A and B are partners in a business. A contributes one fourth of the total capital for 15 months, and B receives two thirds of the total profit. For how many months was B's capital used in the business?

Introduction / Context:
This problem illustrates the idea of capital time in a partnership, where partners invest different amounts of money for different durations. The share of profit is directly proportional to the product of capital and time. Here, we are given that A contributes a known fraction of the total capital for a fixed time and that B receives a specific fraction of the profit. From this, we must deduce how long B's capital remained invested.

Given Data / Assumptions:
- A contributes 1/4 of the total capital for 15 months.
- B contributes the remaining 3/4 of the total capital for some unknown number of months t.
- B receives 2/3 of the total profit, so A receives 1/3 of the profit.
- Profit shares are proportional to capital time, that is, capital multiplied by duration.

Concept / Approach:
Let the total capital be C. Then A's capital is C / 4 and B's capital is 3C / 4. The capital time of A is (C / 4) multiplied by 15 months. The capital time of B is (3C / 4) multiplied by t months. The ratio of their profits is equal to the ratio of these capital times. Since B receives two thirds of the profit and A receives one third, the profit ratio A : B is 1 : 2. Equating the capital time ratio with 1 : 2 gives us an equation in t, which we can solve.

Step-by-Step Solution:
Step 1: Let total capital be C. Then A's capital = C / 4 and B's capital = 3C / 4.Step 2: A uses his capital for 15 months, so A's capital time = (C / 4) * 15 = 15C / 4.Step 3: Let B's capital be used for t months. Then B's capital time = (3C / 4) * t.Step 4: Profit ratio A : B equals capital time ratio, so (15C / 4) : (3C / 4) * t = 1 : 2.Step 5: Simplify the ratio. The C and 1/4 cancel, leaving 15 : 3t = 1 : 2.Step 6: From 15 : 3t = 1 : 2, we get 15 * 2 = 1 * 3t, so 30 = 3t and t = 10 months.
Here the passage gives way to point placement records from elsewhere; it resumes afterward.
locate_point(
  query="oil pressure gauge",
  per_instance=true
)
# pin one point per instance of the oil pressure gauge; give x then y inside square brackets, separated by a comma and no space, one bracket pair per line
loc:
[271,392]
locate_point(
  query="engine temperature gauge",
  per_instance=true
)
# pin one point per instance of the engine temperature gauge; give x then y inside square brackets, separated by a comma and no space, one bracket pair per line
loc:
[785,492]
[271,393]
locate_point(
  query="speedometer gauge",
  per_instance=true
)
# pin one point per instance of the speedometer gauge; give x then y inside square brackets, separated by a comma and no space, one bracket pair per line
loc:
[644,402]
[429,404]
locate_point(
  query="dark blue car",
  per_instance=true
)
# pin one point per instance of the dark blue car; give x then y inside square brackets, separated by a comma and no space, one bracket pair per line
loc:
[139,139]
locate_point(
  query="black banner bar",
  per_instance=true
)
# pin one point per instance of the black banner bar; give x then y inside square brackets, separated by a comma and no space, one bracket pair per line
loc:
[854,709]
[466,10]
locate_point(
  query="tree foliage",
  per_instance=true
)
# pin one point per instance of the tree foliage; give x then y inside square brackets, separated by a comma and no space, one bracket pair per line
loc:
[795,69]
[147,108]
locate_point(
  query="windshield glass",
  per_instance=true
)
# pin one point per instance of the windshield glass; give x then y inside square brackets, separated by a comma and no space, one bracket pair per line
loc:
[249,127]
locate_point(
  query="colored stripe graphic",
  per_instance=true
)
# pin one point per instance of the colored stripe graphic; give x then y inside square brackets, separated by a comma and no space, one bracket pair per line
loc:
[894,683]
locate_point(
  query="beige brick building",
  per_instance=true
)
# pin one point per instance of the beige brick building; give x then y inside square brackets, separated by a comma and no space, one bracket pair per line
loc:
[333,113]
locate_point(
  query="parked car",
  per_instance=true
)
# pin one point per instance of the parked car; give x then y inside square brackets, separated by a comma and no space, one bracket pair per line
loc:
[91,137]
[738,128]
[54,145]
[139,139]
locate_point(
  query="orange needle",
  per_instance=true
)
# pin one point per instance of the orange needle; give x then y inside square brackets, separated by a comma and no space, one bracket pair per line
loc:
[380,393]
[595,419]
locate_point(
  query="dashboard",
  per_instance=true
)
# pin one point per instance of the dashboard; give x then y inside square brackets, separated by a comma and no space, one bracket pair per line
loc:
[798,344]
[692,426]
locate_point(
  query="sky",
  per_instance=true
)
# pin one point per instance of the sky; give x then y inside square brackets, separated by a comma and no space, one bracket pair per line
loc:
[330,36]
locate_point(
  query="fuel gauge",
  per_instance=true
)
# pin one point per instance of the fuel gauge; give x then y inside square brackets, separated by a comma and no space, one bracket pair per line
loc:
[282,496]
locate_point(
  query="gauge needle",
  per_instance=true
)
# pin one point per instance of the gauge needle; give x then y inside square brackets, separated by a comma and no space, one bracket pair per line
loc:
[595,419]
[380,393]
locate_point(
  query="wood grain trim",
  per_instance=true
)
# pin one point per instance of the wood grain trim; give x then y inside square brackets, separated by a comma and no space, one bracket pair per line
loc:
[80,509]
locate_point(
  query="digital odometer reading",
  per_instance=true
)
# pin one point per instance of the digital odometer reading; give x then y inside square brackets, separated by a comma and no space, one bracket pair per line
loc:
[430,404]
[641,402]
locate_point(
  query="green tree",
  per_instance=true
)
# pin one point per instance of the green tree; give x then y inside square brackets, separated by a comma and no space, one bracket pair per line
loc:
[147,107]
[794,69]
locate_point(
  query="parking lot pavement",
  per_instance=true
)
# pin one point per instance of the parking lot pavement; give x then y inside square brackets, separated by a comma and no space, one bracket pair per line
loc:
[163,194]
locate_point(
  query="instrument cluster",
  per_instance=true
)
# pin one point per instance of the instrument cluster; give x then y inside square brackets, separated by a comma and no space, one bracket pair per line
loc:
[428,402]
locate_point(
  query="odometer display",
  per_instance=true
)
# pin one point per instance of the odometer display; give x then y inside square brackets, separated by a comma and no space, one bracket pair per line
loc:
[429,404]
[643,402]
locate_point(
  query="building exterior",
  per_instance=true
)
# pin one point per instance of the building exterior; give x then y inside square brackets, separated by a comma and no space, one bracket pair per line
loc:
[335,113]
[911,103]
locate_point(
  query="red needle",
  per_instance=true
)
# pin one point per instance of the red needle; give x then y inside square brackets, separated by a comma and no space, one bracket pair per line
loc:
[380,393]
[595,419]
Verification / Alternative check:
Check using the found value t = 10. A's capital time is 15C / 4. B's capital time is (3C / 4) * 10 = 30C / 4. The ratio A : B is (15C / 4) : (30C / 4) = 15 : 30 = 1 : 2. This matches the given profit ratio, where B receives two thirds and A receives one third. Hence t = 10 months is consistent.
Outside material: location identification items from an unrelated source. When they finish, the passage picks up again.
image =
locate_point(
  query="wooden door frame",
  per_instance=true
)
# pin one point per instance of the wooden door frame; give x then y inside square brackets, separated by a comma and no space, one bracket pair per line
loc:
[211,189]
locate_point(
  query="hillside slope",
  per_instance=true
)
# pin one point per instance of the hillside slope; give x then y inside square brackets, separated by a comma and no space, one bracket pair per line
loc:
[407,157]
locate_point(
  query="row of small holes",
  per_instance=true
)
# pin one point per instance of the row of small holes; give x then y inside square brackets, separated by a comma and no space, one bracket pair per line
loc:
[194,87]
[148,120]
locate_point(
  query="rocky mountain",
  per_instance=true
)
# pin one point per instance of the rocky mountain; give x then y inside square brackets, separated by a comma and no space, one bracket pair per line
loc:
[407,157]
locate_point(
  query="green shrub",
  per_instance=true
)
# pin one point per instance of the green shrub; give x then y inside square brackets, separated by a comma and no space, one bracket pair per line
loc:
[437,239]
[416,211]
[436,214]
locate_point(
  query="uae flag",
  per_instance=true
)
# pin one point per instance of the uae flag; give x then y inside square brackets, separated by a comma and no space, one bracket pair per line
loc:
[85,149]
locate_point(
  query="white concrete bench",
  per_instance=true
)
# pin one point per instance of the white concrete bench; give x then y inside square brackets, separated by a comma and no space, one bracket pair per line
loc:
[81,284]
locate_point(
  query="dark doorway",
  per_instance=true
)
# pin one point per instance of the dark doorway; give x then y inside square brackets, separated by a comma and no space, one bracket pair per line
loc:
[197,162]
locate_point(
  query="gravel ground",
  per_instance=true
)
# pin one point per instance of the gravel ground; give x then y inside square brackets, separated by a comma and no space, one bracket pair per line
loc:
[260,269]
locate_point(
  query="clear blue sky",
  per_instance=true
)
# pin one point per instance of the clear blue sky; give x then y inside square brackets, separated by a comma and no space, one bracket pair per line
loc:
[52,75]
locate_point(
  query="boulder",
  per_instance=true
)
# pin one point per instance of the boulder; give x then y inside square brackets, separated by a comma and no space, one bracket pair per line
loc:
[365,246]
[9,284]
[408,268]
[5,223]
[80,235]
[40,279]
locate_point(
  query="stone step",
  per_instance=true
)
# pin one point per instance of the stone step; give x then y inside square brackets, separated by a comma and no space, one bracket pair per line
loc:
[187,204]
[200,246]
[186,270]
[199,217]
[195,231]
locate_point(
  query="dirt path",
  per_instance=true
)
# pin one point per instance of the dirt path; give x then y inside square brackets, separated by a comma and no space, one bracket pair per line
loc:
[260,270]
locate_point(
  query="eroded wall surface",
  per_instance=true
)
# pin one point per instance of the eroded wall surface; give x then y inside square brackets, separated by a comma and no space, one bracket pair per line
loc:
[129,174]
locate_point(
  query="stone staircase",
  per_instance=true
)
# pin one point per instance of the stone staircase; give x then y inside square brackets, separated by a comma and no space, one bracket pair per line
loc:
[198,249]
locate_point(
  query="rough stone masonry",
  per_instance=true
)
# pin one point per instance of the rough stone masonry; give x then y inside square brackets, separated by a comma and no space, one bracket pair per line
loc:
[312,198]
Why Other Options Are Wrong:
If B's capital were used for only 3 or 6 months, his capital time would be too small compared to A's, and he could not receive as much as two thirds of the profit. A duration of 12 months would give B a larger share than two thirds because his capital is three times A's and his time would be close to A's. Only 10 months yields the exact required ratio.

Common Pitfalls:
Some learners mistakenly assume that the profit ratio equals the capital ratio directly, ignoring the time factor. Others misinterpret the statement and assume both partners invested for the same period. Another error is in setting up the ratio equation 15 : 3t = 1 : 2, where cross multiplication may be done incorrectly. Writing out the equation carefully and simplifying step by step prevents such mistakes.

Final Answer:
B's capital was used in the business for 10 months.